Returning to the Past-(Who Says You Can Never Go Back). If Congress does nothing before January 1, 2011, then the estate tax law we had in 2000 will automatically become the law in 2011. That will mean a 55% tax rate for estates larger than $1,000,000.

Now it is still possible there will be new legislation.  If there is then it will most likely look pretty similar to the law that applied in 2009.  There will almost certainly be a $3,500,000 exemption (possibly as high as $5,000,000) and a 45% tax rate, at least for the smaller estates.  It is possible that as the size of the estate increases that the rate will increase. That would be consistent with the Obama administrations vow to tax the richest of Americans more. For example estates over $10,000,000 might be charged at a 50% or 55% rate.

Politics, Not Governing. How likely is such legislation?  That is an interesting question.  Governing seems to have become entirely political, or maybe politics has replaced governing. So the question is not whether Congress will act so that Americans can plan their lives and business affairs, but whether there is a political advantage for either party in taking up the estate tax issues at this time.  Frankly, estate taxes have become small potatoes in today’s politically charged climate.  In other words there are a lot of bigger fish to fry with jobs creation, the economy, the expiration of the Bush tax cuts (which could include the estate tax), aid to small business, adding to the stimulus, the implementation of the health care legislation, not to mention immigration reform.

If I had to guess (and it would certainly be a guess), I would say we are not going to see estate tax legislation passed this year, at least not before the November elections, unless it gets pulled into the attempt to extend the Bush tax cuts for another couple of years.

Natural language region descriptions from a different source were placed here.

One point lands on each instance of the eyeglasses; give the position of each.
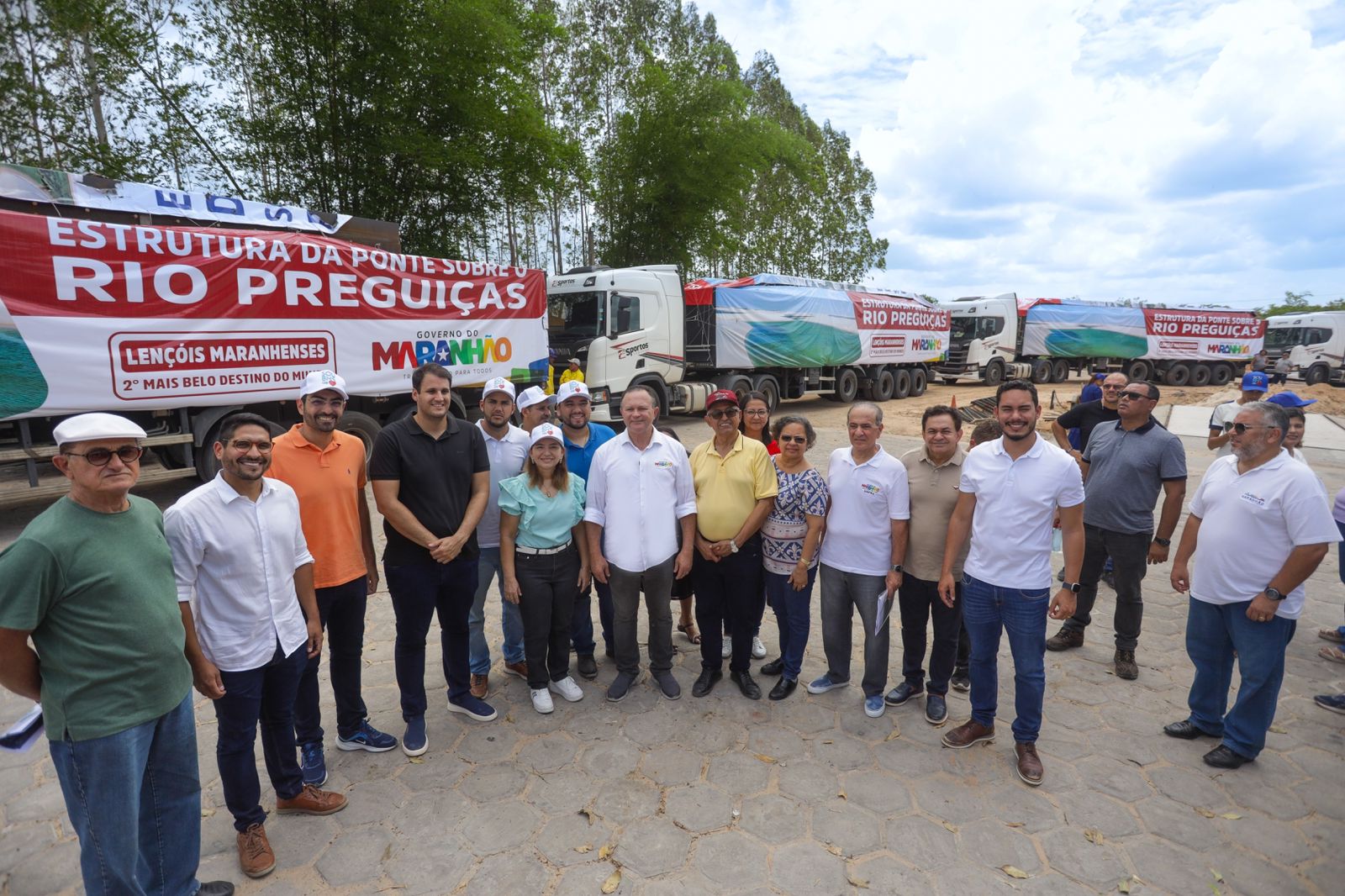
(103, 456)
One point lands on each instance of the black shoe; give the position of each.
(1185, 730)
(1223, 757)
(705, 683)
(746, 685)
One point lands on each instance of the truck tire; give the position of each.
(847, 385)
(903, 389)
(919, 382)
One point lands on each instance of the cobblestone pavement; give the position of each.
(809, 795)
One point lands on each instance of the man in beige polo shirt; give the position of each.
(932, 472)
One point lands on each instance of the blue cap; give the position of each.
(1290, 400)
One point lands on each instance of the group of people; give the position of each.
(277, 552)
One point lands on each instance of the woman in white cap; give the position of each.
(544, 560)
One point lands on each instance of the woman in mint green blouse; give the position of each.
(544, 561)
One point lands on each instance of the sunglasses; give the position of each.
(103, 456)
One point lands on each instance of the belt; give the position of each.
(542, 551)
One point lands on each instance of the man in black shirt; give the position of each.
(432, 477)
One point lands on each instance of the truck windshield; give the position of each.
(578, 315)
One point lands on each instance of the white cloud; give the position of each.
(1174, 151)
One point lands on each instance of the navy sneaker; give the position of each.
(314, 764)
(414, 741)
(367, 737)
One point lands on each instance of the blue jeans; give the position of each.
(419, 593)
(134, 802)
(479, 651)
(1021, 614)
(793, 615)
(266, 696)
(582, 626)
(1214, 634)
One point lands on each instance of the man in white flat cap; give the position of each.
(91, 582)
(326, 468)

Lame Duck. There is one additional interesting possibility. At this time it seems quite probable that there will be a change in control in one or both houses of Congress. That could mean there will be an interesting lame duck session after the November elections and estate tax legislation might be pushed by the administration while it still has a majority in both houses, that assumes of course that the majority can come together and act in a short session before the end of the year Holidays.